Gelukkig dat het toen we de Kummerrowersee overstaken (we waren gestart bij Malchin) windkracht 2 was. Dit meer, dat groter is dan de Beulakker- en de Belterwiede samen, is niet met windkracht 4 te bevaren en het was met 2 al af en toe doortrappen. We hadden voor de zekerheid van tevoren een alternatief over de rivier de Trebel achter de hand, die ook in Demmin eindigt.

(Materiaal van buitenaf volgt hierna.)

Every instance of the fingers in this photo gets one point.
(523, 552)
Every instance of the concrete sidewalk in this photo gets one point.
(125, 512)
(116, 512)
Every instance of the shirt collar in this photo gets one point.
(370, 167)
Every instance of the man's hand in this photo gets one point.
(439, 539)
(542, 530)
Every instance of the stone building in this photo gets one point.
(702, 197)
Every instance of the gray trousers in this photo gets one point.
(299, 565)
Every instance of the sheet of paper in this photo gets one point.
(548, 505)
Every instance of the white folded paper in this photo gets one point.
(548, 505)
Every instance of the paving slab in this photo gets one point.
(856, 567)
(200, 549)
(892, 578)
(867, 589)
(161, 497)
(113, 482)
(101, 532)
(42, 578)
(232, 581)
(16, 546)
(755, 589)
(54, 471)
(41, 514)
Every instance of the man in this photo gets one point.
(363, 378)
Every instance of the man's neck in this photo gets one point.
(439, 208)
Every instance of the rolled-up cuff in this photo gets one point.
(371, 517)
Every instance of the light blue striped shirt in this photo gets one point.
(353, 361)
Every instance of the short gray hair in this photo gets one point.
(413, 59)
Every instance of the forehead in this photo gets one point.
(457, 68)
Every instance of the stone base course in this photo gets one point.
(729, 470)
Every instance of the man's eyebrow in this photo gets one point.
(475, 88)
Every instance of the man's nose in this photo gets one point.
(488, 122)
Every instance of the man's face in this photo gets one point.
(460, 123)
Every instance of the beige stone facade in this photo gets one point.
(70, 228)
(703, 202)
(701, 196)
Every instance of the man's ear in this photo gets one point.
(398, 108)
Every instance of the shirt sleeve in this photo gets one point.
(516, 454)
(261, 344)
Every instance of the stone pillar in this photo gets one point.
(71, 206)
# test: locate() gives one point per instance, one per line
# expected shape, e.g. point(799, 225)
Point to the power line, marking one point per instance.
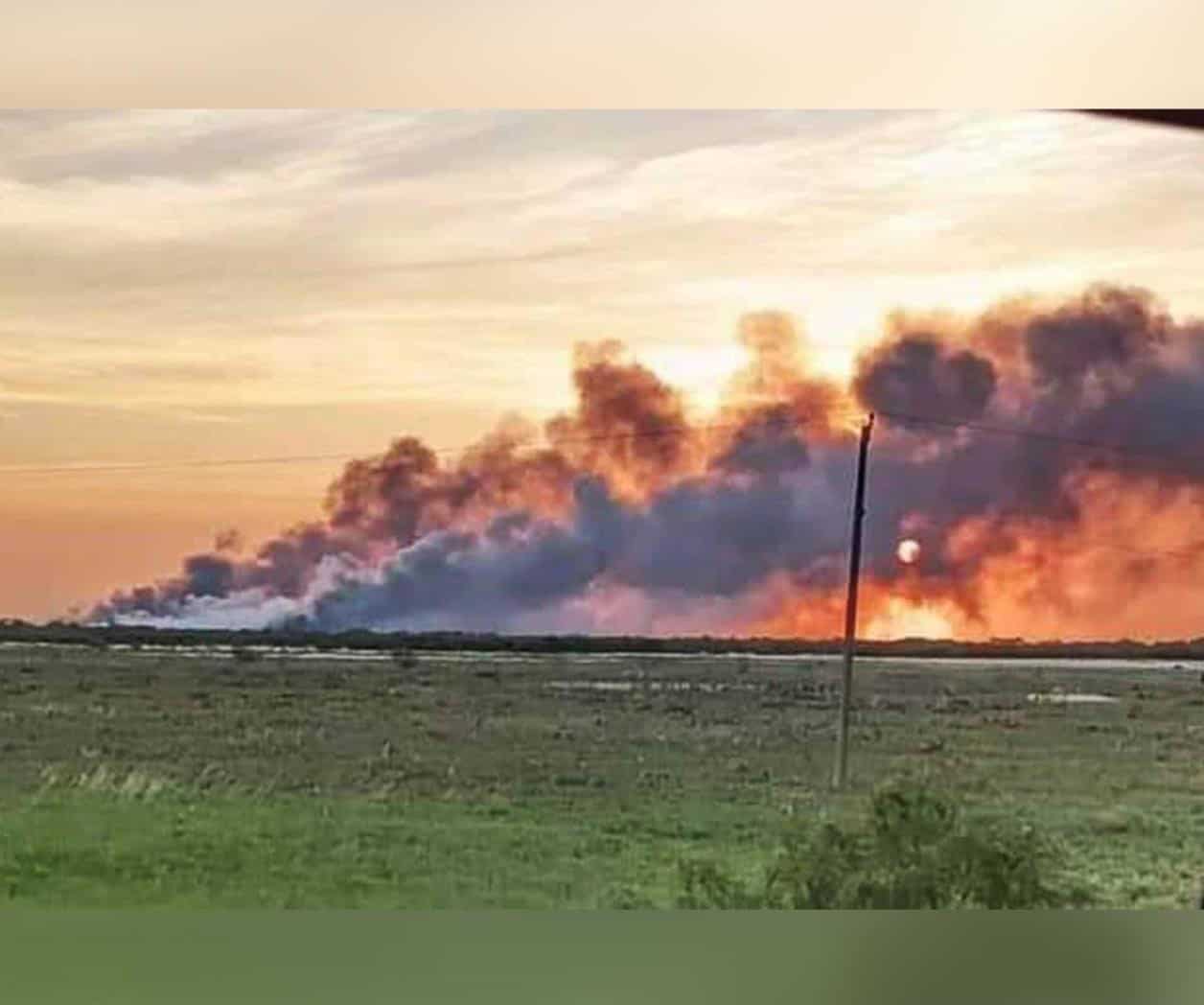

Aan het eind van het meer wachtte ons een uitspanning met allemaal soorten visgerechten op het menu. Hoewel aal in de naam van het restaurant en op het menu stond, nam geen van ons deze vis, die op de rode lijst staat. Maar baars en snoek lieten we niet aan ons voorbijgaan.
Vlakbij Loitz hadden wij voor twee nachten een hotel. Vlakbij Jarmen een Zimmer frei en bij Anklam konden we met een matrasje en slaapzak in het clubgebouw overnachten. En warempel: naast het gebouw was een heus oplaadpunt voor elektrische auto’s.
Die roeivereniging kent nog geen 30 leden, waarvan meer dan de helft actief is en die allemaal een ‘zekere leeftijd’ bereikt hebben. De jeugd heeft allang het gebied verlaten. Ook de havenmeester van Demmin, waar we de eerste keer onze boten (met dubbele bodem en keurig onderhouden) laten, vertelde eenzelfde verhaal.
Elke keer merkten we weer hoe belangrijk het was om contact te leggen met de plaatselijke bevolking, om een tip te krijgen waar de botenwagen moest blijven en waar hij precies moest staan (Ordnung muss sein) of waar het goed aanmeren was. (In Jarmen verscholen net achter de kademuur.)
Opnieuw bedankte ik Piet Reuvekamp dat hij zestien jaar geleden op mijn: “Als ik later met pensioen ben, wil ik net zo als Dineke Bollaert in het buitenland roeien”, reageerde met: “Niet wachten, maar nu doen.” Wij wisten niet dat de VUT zou worden afgeschaft en we gewoon nog vijf jaar langer aan het werk zouden zijn.
We hebben besloten om in de winter een avond voorlichting te gaan geven over onze vijftien verschillende tochten in Frankrijk, België en Duitsland, want dit gunnen we veel meer mensen.